In recent posts I have commented on topics in electronic trading on the one hand, and telecommunications on the other. It is time to unite those two threads.
I have also been following discussions on LinkedIn regarding low latency networking, and have been working on related projects with clients.
Building a low latency network is not a “black art”, but it does require a solid understanding of how networks are built, as well as an appreciation for the tradeoffs that telecommunications carriers make when building networks.
I will start with some general principles and then focus in more detail on the specifics.
The first thing to understand is that any engineering project involves trading off objectives. As the old joke goes, “I can build it fast, cheap, or reliable, pick any two.”
Let’s look at some examples for the design of networks:
Most telecom networks (i.e. networks built by AT&T, Verizon, etc.) are designed to scale well, to VERY large numbers of users. After all, network construction is capital intensive and tends to reward firms that can service a large number of users. Additionally, networks generally follow Metcalf’s law, which says that the network becomes more valuable as the number of users increases.
But the design choices that enable scale are bad for latency. A basic design principle to achieve scale is to employ hierarchical designs. Rather than attempting to connect every user directly to every other user (in a “full mesh”), hierarchical networks collect traffic locally, aggregate it, deliver it to regional concentration centers, and then route traffic back out to local centers and out to the users. This kind of “hub and spoke” design (looking much like a family tree) scales well, but forces traffic to take paths that are longer than necessary and to pass through routers and switches that add latency. If you have spent any time transiting ORD, DFW, or ATL, you will know what I mean. What works well for airline economics (and helps keep fares low) isn’t so great if you are in a hurry.
More generally, telecommunications carriers optimize their networks for:
- Transporting large amounts of bandwidth. This is no surprise, as most telecommunications revenue is ultimately denominated in units of bandwidth.
- Multi-service provisioning, i.e. the ability to carry (and sell) many different services on one network.
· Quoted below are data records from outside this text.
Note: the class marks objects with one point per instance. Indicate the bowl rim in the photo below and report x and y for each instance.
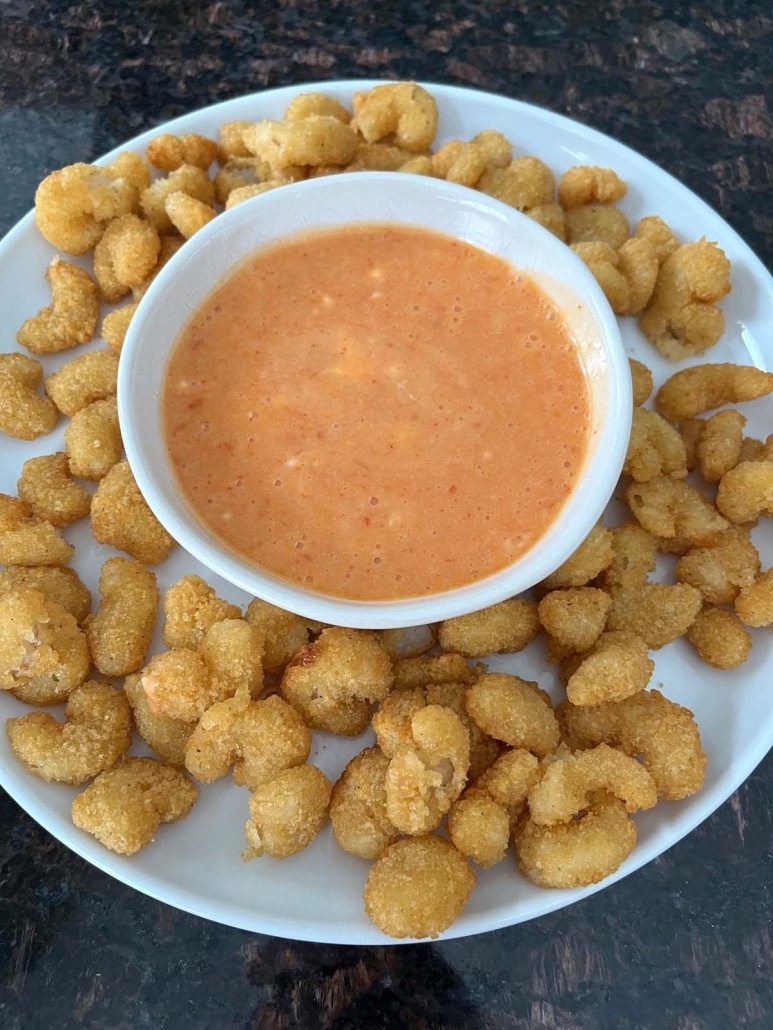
(595, 485)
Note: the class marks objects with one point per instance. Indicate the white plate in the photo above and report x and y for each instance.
(317, 895)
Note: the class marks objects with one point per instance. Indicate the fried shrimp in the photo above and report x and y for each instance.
(24, 414)
(358, 807)
(647, 725)
(568, 785)
(43, 654)
(125, 805)
(616, 667)
(427, 775)
(85, 379)
(334, 680)
(682, 318)
(53, 494)
(29, 541)
(95, 734)
(503, 628)
(417, 888)
(514, 711)
(120, 631)
(287, 813)
(72, 316)
(121, 517)
(259, 739)
(191, 608)
(577, 853)
(402, 110)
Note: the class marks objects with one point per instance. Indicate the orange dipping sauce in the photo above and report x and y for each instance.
(377, 412)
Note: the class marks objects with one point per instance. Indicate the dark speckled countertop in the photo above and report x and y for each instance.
(684, 943)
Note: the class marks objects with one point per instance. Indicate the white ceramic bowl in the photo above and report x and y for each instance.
(373, 197)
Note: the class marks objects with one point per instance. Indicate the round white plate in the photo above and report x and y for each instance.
(316, 895)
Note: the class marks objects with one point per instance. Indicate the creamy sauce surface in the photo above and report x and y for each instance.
(377, 412)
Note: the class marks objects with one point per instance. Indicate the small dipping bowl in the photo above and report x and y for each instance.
(216, 250)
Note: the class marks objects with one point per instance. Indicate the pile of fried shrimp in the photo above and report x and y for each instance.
(468, 764)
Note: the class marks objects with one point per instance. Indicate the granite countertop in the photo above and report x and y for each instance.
(685, 942)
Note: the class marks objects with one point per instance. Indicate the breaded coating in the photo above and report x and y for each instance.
(703, 387)
(578, 853)
(177, 684)
(586, 183)
(597, 224)
(754, 603)
(115, 325)
(167, 736)
(259, 739)
(649, 726)
(659, 235)
(669, 507)
(28, 541)
(616, 667)
(423, 670)
(682, 318)
(53, 494)
(358, 807)
(407, 643)
(232, 650)
(627, 275)
(525, 183)
(593, 556)
(231, 140)
(719, 639)
(317, 139)
(574, 618)
(85, 379)
(24, 414)
(720, 568)
(510, 778)
(287, 814)
(125, 256)
(504, 628)
(402, 110)
(188, 179)
(188, 214)
(514, 711)
(480, 829)
(334, 680)
(93, 441)
(72, 316)
(43, 654)
(121, 517)
(241, 194)
(691, 431)
(96, 732)
(657, 612)
(746, 491)
(417, 888)
(635, 557)
(74, 204)
(168, 151)
(170, 244)
(125, 805)
(641, 379)
(60, 585)
(304, 104)
(284, 633)
(719, 446)
(428, 774)
(569, 784)
(654, 448)
(120, 631)
(191, 608)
Carriers make substantial investments in their networks, and they want to spread those costs over as many customers and services as possible. T1s, T3s, cell phone backhaul, traditional phone calls, text messages, internet traffic… The more services, the more revenue. To achieve this, carriers build networks using layers of routers, switches, muxes, and multi-service access nodes. These enable carriers to provision everything from T1 to text messaging, but add overhead and latency.
- Servicing population and business centers. Willie Sutton robbed banks because that is where the money was. Telecommunications companies build networks to serve population centers. When laying fiber from NY to Chicago, telecommunications companies try to pass as many population centers along the way. So a typical network that carries traffic from NY to Chicago might go up to Bighamton, over to Buffalo, then down to Cleveland before it goes on to Chicago (or down to Philadelphia, over to Pittsburgh, up through Akron and Cleveland, etc..) Take a look at the cable routing in any country, and the lines are far from straight; they zig and zag to stop by as many cities as possible. Who cares if it adds a few milliseconds, your text message will still get there fast enough.
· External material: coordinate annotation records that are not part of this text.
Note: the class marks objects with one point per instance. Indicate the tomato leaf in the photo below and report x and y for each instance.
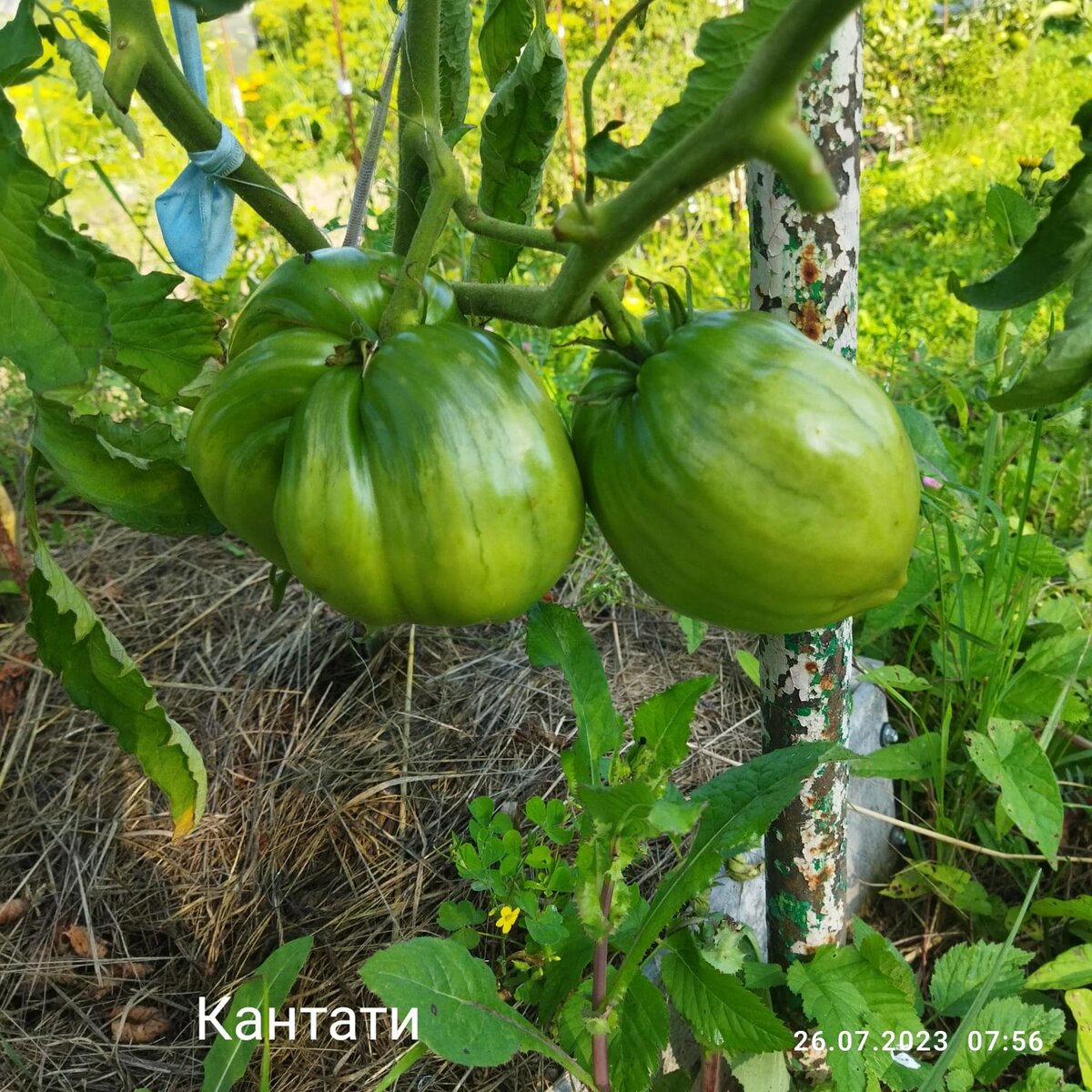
(20, 43)
(1067, 366)
(557, 639)
(98, 675)
(454, 64)
(120, 470)
(53, 316)
(87, 75)
(518, 132)
(1059, 247)
(267, 988)
(725, 46)
(505, 32)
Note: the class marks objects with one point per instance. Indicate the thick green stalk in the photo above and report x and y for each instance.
(419, 113)
(140, 61)
(754, 120)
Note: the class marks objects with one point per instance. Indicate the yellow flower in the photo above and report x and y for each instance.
(507, 918)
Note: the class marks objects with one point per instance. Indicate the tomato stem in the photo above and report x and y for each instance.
(140, 61)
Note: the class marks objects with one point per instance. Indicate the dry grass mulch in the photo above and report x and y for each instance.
(336, 784)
- Cost. The cheapest way to build long-haul networks is to use existing right of way, which for the most part means rail lines. Qwest started as a railroad spinout, so did Sprint. Conveniently, railroads also zig and zag to visit key population and economic centers too. Try to take an Amtrak from NY to Chicago without passing through Buffalo, Pittsburgh, or Washington DC (not to mention Albany or Philadelphia); You can’t do it, and neither do most telecommunications companies.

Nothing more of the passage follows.